The first American photographer to feature in the Venice Biennale, photographer Diane Arbus is best known for her sympathetic portraits of extravagant social outsiders. Her artistic career, cut short by suicide in 1971, has been the subject of a plethora of publications and films.
Read MoreArbus was born in New York City. She came from a wealthy Jewish family who owned Russeks, a department store on Fifth Avenue.
Arbus began working in commercial photography in the mid-1940s and later opened a studio with her then-husband Allan Arbus. The fashion photography they created together was commissioned by leading fashion magazines such as Harper's Bazaar and Vogue.

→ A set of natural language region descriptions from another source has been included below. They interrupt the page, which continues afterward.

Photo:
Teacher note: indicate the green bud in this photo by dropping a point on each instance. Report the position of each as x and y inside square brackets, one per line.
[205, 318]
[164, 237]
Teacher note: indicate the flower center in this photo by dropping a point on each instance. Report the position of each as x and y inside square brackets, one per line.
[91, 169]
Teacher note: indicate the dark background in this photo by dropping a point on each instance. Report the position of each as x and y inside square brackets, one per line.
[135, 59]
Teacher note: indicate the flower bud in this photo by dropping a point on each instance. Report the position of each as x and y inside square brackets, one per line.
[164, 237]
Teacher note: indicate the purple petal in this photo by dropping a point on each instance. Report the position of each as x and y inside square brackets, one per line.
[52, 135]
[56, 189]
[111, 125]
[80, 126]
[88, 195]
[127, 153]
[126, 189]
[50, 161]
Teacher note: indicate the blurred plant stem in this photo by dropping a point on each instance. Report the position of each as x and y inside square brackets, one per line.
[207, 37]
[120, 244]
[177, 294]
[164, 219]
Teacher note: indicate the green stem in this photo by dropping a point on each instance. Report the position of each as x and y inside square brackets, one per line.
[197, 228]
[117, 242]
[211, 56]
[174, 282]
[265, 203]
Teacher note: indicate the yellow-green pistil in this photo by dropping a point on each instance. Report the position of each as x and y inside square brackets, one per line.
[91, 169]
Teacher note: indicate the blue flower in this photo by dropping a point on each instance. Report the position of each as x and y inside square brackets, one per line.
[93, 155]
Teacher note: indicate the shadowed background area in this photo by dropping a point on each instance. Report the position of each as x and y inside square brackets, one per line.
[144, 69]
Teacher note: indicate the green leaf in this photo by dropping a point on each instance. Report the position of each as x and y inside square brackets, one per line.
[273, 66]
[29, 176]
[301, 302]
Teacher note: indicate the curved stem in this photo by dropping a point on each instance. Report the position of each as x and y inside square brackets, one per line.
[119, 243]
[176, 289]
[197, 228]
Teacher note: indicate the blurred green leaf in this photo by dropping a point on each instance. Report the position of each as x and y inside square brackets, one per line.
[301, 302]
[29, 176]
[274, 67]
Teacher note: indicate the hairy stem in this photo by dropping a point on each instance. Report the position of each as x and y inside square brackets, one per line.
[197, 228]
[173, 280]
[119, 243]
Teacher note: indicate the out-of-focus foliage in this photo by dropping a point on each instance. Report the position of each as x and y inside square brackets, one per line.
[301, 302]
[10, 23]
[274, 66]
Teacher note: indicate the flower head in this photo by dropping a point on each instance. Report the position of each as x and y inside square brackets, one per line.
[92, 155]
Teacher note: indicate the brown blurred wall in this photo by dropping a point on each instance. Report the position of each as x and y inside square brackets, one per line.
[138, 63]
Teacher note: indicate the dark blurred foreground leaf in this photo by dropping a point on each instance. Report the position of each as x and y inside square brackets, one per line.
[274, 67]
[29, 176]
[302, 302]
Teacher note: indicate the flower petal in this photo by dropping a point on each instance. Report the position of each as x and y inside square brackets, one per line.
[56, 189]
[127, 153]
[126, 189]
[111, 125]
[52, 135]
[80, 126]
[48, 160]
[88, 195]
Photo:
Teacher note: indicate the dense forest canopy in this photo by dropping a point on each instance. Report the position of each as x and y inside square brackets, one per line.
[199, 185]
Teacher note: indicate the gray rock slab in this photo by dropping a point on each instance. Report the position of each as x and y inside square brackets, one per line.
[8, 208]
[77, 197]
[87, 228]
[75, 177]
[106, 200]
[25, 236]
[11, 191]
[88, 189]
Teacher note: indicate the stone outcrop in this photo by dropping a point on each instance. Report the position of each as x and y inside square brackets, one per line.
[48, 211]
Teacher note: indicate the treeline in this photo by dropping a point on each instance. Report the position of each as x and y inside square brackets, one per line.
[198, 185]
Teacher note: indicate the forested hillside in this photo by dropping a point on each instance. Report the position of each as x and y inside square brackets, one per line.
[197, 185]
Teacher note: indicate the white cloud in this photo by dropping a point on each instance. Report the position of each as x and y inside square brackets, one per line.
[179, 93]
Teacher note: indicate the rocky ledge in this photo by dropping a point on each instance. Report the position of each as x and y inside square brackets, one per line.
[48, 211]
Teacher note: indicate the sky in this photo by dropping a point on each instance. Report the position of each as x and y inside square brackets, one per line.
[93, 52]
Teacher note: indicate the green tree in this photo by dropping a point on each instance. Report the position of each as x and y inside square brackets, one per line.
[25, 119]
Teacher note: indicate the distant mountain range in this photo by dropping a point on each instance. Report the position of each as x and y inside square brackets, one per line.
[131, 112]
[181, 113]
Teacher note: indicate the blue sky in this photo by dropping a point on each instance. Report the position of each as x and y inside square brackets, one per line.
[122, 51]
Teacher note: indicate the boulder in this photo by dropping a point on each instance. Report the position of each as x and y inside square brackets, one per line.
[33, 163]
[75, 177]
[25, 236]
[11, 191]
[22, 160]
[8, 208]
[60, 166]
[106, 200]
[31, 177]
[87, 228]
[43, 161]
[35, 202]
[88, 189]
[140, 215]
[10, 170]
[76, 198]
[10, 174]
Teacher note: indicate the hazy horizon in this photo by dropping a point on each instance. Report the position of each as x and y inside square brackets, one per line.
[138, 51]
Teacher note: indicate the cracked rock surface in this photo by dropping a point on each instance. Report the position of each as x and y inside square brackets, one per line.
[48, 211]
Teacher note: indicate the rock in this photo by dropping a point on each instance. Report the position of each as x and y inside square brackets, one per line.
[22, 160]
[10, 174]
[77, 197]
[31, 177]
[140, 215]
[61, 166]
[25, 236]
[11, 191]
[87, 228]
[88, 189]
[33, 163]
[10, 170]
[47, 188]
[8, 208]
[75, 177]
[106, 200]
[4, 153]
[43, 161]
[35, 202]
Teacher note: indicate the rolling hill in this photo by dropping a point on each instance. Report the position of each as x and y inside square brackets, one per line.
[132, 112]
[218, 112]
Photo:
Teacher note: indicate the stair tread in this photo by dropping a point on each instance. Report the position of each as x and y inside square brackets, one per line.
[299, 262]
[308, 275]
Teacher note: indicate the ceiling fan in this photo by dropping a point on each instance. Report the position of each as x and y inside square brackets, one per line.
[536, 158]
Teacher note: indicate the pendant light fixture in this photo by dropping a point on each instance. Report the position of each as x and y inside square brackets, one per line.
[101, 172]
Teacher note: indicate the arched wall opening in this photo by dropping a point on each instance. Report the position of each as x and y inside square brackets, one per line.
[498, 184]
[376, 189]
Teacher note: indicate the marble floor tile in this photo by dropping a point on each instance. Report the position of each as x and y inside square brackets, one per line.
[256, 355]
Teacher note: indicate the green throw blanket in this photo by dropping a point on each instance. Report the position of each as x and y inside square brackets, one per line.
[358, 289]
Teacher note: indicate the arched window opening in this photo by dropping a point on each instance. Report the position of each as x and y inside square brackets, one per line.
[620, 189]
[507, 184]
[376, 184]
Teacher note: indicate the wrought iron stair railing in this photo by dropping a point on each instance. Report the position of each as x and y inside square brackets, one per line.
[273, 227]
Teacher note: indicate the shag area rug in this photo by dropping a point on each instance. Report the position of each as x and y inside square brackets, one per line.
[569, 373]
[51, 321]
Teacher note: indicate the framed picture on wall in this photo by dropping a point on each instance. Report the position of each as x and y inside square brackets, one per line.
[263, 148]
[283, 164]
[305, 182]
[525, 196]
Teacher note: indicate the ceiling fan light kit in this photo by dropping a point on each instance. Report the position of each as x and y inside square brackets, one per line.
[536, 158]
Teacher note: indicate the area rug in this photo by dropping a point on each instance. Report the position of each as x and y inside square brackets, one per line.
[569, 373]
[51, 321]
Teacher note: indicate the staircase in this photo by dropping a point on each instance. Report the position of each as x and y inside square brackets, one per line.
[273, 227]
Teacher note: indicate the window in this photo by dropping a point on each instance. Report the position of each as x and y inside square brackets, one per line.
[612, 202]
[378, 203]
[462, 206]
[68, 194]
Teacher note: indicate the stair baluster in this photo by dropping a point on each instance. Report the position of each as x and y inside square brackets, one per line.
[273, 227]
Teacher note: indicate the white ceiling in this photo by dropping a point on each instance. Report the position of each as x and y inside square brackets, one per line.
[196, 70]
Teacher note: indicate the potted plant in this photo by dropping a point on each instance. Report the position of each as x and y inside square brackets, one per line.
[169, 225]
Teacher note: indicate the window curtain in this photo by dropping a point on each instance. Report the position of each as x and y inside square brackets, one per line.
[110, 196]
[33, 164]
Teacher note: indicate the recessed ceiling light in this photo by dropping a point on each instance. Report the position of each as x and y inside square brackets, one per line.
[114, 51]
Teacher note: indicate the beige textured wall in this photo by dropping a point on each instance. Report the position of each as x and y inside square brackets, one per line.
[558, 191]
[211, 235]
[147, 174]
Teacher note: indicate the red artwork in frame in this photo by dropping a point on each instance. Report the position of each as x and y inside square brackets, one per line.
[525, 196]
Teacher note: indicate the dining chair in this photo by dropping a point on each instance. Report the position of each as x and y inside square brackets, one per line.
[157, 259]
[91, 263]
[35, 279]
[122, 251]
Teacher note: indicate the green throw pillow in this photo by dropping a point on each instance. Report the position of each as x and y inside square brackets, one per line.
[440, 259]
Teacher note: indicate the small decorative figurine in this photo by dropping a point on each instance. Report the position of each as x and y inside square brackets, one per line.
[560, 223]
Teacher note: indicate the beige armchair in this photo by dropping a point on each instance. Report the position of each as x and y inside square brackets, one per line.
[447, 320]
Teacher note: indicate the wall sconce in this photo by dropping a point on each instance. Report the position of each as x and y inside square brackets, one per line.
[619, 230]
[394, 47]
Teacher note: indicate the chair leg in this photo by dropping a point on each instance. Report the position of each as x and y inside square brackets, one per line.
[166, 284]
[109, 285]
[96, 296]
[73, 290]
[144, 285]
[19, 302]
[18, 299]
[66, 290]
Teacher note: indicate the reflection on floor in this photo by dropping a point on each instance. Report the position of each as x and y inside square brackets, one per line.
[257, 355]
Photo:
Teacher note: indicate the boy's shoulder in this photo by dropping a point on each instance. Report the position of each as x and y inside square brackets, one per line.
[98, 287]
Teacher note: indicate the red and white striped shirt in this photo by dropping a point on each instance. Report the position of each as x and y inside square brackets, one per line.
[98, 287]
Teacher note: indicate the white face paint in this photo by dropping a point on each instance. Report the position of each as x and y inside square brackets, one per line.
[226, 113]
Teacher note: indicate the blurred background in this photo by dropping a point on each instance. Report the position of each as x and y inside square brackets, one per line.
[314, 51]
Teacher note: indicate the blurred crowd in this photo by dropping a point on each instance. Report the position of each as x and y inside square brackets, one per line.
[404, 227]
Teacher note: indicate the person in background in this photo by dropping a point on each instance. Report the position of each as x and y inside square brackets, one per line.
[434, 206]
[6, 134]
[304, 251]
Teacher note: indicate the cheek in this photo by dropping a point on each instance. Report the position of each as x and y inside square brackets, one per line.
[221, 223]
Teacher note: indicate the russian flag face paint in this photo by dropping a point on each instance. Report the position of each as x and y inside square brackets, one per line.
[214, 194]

By 1957, Arbus was dissatisfied with the constraints of commercial photography and left their business to study under photographers Berenice Abbott and Lisette Model, as well as with the highly influential graphic designer Alexey Brodovitch.
Diane Arbus' photography presents sincere images of prostitutes, cross-dressers, circus sideshows, the mentally challenged, and other fringe characters, as well as darkly toned images of families, children, and American socialites.
Arbus' own work was first published by Esquire in 1960, in a photo essay that captured aspects of New York nightlife, which she called The Vertical Journey: Six Movements of a Moment Within the Heart of the City. Included in this selection of images were people from all strata of society, from a socialite attending a Grand Opera Ball benefit to a 'Jungle creep', a street performer who put on shows with other 'freaks' in Times Square.
Arbus subsequently became the art director of Harper's Bazaar in 1961. That year, the magazine also published six of her portraits in an editorial titled 'The Full Circle'. In both magazine series, Arbus accompanies the photos with text telling the stories of these characters. Establishing strong personal connections with her subjects, Arbus distinguished herself from the norm of distance that defined documentary photography at the time.
In the early 1960s, Arbus moved from using a 35mm camera to a medium-format Rolleiflex camera with a flashgun. This marked a major development in her style and vision, which was characterised by a directness and fascination with people on the outskirts of society. This resulted in startling portraits of people considered in 1960s America to be freaks or outcasts, often taken very close up. Much of her photography was taken on the streets or in the parks of New York.
In 1967, Arbus, who had already twice received the John Simon Guggenheim Fellowship in 1963 and 1966, famously exhibited in the New Documents exhibition at The Museum of Modern Art, New York. One of only three photographers to do so, her 32 works attracted significant attention from the press, including Newsweek and The New York Times.
Among the subjects of these images are families from the suburbs, individuals off the street of New York, couples, children—including several twins—cross-dressers, nudists, circus acts, and celebrities. All presented in stark black-and-white, the images paint a picture of American post-war society across all levels of social standing.
Arbus' photographs from the last years of her life were a culmination of her interest in eccentricity, anomalous identity, and groups on the fringes of society. Her 'Untitled' series (1970–71) centres around a home for developmentally disabled adults in Vineland, New Jersey. The photographs are taken outdoors with the subjects in moments of enjoyment, roaming freely in natural surrounds under grey skies instead of being portrayed as hemmed in by institutional walls.
Diane Arbus has been the subject of both solo exhibition and group exhibitions in galleries and institutions internationally.
Solo exhibitions include Diane Arbus: Photographs, 1956–1971, Art Gallery of Ontario, Toronto (2020); Diane Arbus: A Box of Ten Photographs, Smithsonian American Art Museum, Washington, D.C. (2018); Diane Arbus: In the Beginning, The Met Breuer, New York (2016); Diane Arbus Retrospective, Jeu de Paume, Paris (2011); Diane Arbus, Revelations, Victoria & Albert Museum, London (2005); Nineteen Faces, Fraenkel Gallery, San Francisco (1989); Diane Arbus, Museum of Modern Art (MoMA) (1972); Diane Arbus: Retrospective, Seibu Museum, Tokyo (1973).
Group exhibitions include PROOF: Photography in the Era of the Contact Sheet, Cleveland Museum of Art (2020); Pictures by Women: A History of Modern Photography, MoMA, New York (2010); Picturing New York, La Casa Encendida, Madrid (2009); Pictures of the Real World, Le Consortium, Dijon (1994); The Art of Photography 1839–1989, Royal Academy of Arts, London (1989); Mirrors & Windows: American Photography since 1960, MoMA, New York (1978); Women of Photography, San Francisco Museum of Art (1975); New Documents, MoMA, New York, (1967).
Prints of Arbus' photographs often fetch several hundred thousand dollars at auction. Her highest grossing work is the ten-part series of prints 'A box of ten photographs' (1970), which went for US $792,500 at Christie's in 2018, closely followed by the 1966–1969 gelatin silver print of Identical Twins (1966), which sold for US $732,500 at Christie's that same year.